Connor also claimed that it was Donati who had found a buyer for the stolen Wyeth paintings. "When he [Donati] told me he'd found a buyer for the Wyeths, I made certain assumptions. 'We can trust this guy, right?' I asked."

"Bobby nodded. 'Absolutely.'"

Donati's court date on the still pending federal charges was scheduled for two weeks after Connor's arrest with the stolen art from the Woolworth Estate.

If anything, the "World's Greatest Art Thief," Myles Connor, was somehow played by "the World's Greatest government informant, Bobby Donati.

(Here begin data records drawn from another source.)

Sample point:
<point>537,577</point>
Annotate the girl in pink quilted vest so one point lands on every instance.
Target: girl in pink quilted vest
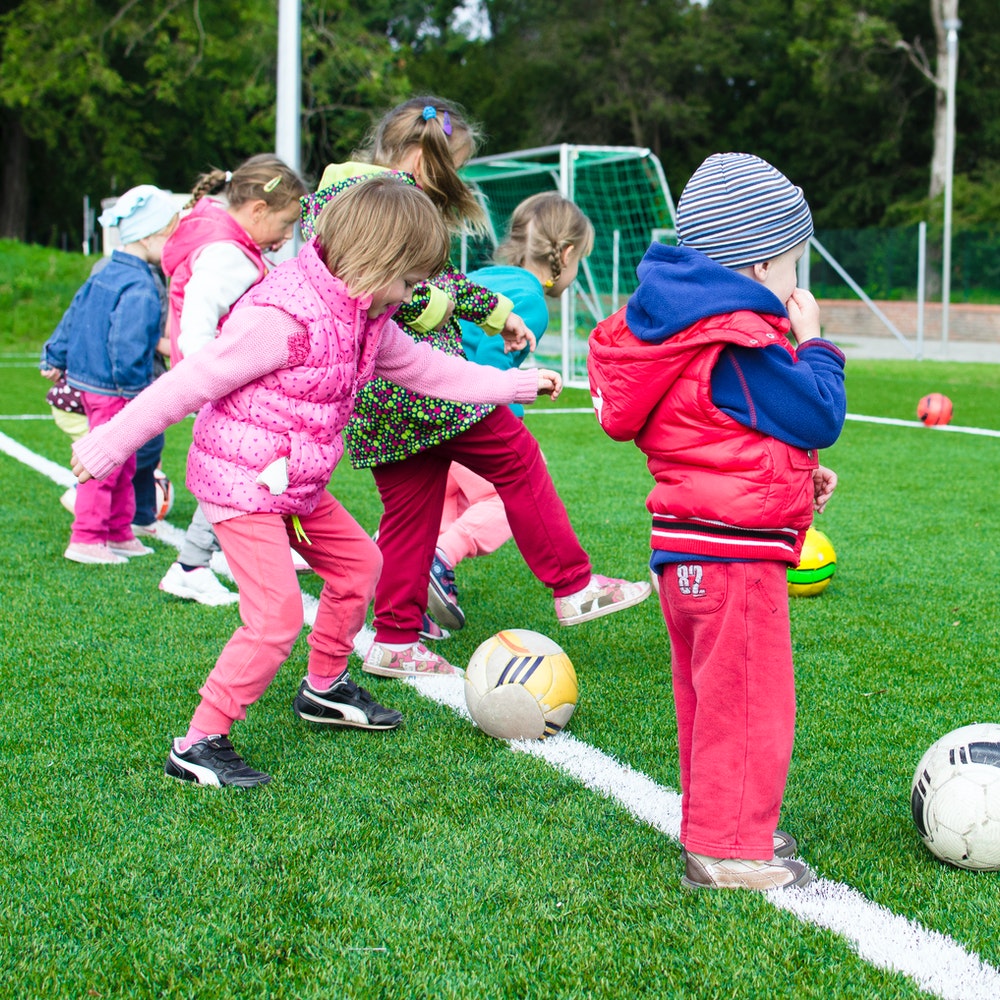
<point>215,255</point>
<point>274,391</point>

Or it might just be an example of where, "the book is clearly shaded by Connor's version of the truth," as Shelley Murphy of the Boston Globe wrote in her review of Myles Connor's book, The Art of the Heist, before Connor had been rehabilitated in the media. When the book came out, he was still the cop shooting low life, and Gardner heist con artist or pathetic wannabe, with only a bit of the deference afforded the quoted and quotable."

But fodder for the makings of the disinforming, Myles Connor folk legend was slowly beginning to accumulate.